SHAPIRO: She says her classes are not too different, since she always conducts them in English, but some of her colleagues who teach in Polish are struggling.

DUDZINSKA: It was like the - when the pandemic started. We needed to, you know, go through that new era of online education. And we did it well, but it took some time for us to learn how it functions and everything. And now it's the same. I mean, nobody predicted that. Nobody told us that it's going to be like that. Nobody asked them if they want to do it. I mean, it's kind of like we were - maybe not forced - it's not a good word - but we don't have much choice.

SHAPIRO: All across Poland, kids, parents and teachers are trying to adapt, struggling to stay flexible without knowing how long they'll have to keep this up.

At the all-Ukrainian school, kids from California sent homemade cards to the refugee students. They hang on a string, and kids open them to see what's inside. There are rainbows, hearts, and one with a Ukrainian flag on the front and a short story written inside in a child's uneven scrawl.

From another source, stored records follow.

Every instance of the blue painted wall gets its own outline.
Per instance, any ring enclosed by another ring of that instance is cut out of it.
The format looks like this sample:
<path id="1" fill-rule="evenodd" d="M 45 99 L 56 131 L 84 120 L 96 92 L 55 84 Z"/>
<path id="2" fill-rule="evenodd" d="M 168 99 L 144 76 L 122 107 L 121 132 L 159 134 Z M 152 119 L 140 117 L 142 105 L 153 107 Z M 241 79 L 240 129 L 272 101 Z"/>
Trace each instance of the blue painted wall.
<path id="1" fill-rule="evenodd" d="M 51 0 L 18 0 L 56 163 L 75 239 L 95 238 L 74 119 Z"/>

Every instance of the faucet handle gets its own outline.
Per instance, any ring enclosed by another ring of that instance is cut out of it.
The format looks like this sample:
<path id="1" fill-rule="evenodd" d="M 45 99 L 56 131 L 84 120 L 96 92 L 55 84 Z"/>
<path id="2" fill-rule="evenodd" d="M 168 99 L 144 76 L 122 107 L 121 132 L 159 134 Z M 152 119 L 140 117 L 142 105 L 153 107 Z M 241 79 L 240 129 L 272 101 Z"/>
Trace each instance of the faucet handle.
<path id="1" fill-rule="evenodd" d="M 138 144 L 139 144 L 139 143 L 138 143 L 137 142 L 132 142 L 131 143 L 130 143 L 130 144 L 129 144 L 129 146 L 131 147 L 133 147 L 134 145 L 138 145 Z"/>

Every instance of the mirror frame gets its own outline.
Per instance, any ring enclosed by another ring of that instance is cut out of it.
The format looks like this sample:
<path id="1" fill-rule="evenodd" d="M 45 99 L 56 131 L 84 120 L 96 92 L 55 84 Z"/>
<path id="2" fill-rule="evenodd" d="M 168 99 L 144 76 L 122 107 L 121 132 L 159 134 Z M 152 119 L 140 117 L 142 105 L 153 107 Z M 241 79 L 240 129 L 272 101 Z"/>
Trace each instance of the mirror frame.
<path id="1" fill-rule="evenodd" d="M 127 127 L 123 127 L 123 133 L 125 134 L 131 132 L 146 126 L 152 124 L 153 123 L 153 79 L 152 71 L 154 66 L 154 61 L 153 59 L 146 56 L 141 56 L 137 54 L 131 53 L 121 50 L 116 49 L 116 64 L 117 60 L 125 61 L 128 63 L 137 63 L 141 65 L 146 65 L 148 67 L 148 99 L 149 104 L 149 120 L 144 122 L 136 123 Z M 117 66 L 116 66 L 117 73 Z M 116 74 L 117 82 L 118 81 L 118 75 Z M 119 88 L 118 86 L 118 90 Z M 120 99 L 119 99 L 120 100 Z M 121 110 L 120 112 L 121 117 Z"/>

(Reading) Once upon a time, there was a man, and that man went to a country and said, this country you live in is actually my country, and you will have to live with my rules. And what the people that lived there said, no, we are brave, we believe in ourselves, and we are strong. But the man still wanted the country, and he tried to go to war. But then the people that lived there said, no, we are independent, we support each other, we are strong. And who won? Well, you'll have to figure that out by yourself.